Well for one, I fucking relapsed but whatever ig. So I had a breakdown like 4 days ago, my mum somehow hacked into my Instagram account and read all the fucking messages I sent to my friends and then had the audacity to give me the silent treatment... why? oh, I was joking about some NSFW content. 

I really don't understand, the saddest part is it's all happened before, it did start with her reading my diary back when I was probably 12-13. I forgave her then but she did it again and again and again. Eventually, I stopped writing and came here instead but really tf is this invasion of my privacy.
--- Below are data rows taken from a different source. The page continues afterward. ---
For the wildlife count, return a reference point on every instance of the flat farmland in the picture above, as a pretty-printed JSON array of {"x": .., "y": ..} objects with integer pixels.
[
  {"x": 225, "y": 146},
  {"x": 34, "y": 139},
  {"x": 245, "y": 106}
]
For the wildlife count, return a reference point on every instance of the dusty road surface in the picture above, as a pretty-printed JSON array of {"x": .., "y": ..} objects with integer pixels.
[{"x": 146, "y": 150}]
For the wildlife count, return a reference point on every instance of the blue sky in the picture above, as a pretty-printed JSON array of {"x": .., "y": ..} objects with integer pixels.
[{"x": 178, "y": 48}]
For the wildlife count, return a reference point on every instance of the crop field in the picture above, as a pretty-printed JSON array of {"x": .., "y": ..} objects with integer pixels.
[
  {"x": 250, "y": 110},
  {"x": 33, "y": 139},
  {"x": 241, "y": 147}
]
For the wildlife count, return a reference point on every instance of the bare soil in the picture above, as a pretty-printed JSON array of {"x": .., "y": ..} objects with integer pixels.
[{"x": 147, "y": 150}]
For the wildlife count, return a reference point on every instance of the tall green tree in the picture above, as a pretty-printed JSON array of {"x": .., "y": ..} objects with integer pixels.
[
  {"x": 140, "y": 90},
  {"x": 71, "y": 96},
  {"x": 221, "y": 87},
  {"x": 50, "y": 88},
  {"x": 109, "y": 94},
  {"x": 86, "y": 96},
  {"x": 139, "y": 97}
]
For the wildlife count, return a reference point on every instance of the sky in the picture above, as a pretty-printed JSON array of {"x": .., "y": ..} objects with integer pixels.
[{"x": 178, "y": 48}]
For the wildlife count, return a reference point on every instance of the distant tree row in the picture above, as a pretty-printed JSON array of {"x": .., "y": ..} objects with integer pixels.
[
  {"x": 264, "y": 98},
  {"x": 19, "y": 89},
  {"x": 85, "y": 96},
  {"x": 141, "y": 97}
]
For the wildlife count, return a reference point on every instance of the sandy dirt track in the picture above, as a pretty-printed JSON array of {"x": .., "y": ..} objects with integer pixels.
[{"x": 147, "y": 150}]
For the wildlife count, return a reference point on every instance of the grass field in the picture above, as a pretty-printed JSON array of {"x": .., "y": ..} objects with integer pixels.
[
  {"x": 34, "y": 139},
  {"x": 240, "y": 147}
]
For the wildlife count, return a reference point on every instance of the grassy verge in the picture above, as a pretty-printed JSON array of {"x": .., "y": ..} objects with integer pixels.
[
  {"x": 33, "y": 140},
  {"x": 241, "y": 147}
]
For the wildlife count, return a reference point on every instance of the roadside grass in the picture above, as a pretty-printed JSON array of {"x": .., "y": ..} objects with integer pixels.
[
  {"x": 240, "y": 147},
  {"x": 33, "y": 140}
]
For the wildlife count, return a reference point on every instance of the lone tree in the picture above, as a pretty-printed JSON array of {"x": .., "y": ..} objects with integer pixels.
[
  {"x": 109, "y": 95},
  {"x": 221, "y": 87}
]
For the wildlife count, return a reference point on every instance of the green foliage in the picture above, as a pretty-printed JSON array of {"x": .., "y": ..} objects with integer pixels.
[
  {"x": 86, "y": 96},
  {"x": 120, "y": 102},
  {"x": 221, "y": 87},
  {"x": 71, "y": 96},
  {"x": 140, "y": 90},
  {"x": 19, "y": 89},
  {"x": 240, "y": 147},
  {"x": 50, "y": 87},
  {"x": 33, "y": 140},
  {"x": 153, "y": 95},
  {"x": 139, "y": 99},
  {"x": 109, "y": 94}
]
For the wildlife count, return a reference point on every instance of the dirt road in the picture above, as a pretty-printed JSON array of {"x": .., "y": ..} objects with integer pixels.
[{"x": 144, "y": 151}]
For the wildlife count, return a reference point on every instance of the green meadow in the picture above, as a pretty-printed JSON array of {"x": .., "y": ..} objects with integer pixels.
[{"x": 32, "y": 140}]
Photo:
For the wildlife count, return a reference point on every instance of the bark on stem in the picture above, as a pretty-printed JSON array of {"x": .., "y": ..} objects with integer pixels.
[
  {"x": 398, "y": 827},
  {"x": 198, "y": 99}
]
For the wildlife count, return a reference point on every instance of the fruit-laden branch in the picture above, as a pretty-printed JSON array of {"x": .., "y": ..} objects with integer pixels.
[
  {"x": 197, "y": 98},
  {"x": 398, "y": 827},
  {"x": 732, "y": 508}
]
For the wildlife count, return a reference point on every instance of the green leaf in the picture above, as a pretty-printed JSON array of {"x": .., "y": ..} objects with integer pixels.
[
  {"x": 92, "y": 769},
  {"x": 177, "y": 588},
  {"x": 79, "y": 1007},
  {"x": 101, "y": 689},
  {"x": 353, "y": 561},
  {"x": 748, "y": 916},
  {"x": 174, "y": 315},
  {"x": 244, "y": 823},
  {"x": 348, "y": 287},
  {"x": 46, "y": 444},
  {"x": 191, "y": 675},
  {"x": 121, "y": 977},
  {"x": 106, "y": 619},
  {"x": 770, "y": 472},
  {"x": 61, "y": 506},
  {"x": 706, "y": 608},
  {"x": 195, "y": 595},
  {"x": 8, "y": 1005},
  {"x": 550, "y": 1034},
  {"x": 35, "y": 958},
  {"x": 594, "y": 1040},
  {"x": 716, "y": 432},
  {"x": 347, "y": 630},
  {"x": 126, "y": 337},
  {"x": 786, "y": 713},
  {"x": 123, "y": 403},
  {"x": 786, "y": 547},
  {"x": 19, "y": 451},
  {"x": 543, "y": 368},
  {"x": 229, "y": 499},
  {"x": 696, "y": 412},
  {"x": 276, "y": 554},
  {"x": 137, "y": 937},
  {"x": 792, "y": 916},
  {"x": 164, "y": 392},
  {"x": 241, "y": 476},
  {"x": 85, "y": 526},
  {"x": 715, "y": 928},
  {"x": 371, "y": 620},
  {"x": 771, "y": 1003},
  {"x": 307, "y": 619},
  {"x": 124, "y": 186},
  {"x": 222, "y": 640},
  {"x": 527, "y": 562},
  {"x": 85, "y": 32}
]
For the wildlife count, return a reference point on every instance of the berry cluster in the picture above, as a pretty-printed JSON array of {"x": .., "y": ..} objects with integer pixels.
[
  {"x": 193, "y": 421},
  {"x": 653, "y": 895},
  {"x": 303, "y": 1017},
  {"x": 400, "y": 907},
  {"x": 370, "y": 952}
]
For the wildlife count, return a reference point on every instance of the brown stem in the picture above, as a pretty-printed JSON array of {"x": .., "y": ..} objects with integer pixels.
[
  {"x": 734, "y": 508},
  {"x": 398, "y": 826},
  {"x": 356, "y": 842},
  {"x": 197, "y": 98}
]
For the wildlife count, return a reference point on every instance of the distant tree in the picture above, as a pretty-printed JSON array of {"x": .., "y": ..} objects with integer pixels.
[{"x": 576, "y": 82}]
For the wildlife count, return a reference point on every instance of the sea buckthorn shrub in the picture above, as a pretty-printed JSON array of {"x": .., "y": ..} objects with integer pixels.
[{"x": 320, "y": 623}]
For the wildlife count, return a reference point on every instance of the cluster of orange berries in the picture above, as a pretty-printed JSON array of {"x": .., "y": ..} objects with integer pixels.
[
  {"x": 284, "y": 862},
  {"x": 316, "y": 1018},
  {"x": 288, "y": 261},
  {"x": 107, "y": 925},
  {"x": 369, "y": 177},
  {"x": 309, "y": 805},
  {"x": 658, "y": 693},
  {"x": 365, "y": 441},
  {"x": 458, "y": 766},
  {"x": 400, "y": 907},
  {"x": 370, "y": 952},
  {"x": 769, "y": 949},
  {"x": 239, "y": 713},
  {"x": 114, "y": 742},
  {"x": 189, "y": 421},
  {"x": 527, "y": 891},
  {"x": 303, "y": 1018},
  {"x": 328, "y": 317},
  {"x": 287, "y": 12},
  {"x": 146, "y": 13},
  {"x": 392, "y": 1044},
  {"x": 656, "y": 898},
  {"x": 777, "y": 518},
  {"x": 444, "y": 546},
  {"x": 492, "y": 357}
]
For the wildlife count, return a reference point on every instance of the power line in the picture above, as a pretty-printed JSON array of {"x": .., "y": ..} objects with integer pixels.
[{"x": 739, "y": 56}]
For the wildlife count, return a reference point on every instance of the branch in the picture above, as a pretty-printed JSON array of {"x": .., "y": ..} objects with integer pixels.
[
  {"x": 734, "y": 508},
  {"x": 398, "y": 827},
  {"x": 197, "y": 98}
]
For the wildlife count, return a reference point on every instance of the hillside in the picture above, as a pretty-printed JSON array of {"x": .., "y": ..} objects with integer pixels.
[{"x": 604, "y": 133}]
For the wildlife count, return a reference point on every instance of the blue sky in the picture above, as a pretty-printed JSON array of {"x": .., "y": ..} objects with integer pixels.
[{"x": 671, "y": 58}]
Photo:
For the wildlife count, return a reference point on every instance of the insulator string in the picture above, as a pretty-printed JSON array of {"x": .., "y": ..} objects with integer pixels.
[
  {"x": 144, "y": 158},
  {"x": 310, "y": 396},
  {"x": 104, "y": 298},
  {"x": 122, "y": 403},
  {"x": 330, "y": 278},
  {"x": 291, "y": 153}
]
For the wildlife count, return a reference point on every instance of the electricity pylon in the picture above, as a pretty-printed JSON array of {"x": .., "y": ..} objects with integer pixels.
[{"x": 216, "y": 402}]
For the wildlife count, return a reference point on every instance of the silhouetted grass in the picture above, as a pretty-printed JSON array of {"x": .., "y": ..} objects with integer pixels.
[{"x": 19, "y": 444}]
I honestly didn't think she could stoop lower than telling me about her fucking non-existent sex life but she legit told me it was bad to even feel horny and then went on to tell me about how she's never had an orgasm???!! tf you traumatizing me for.

That shit apart, I also talked to my friends about being omnisexual and my mum is trying to ignore it and when I pushed her for some sort of reaction she said it's just my mind playing tricks on me and that I'm not actually Omni. It's hard. 

She's suffocating me and I might just snap at any fucking moment, and in for sure that it'll be an impulsive decision, it's like tryna hold a train with bare hands... can't do it unless you're spider-man💀.

I don't get why sh feels good either... like I'll be spirling and pain and also the scars or anything that leaves a mark just stops from spiraling like I'd still cry over being a burden or feel guilty but that's it and it's really calming.

I feel like a bitch saying that about mum cause she's been through all the trauma you could imagine and the same with my dad. But I still hate the fact that they didn't get the therapy they know they need.

I'm sorry. 

wait idk why I always say I'm sorry. But it feels right so whatever.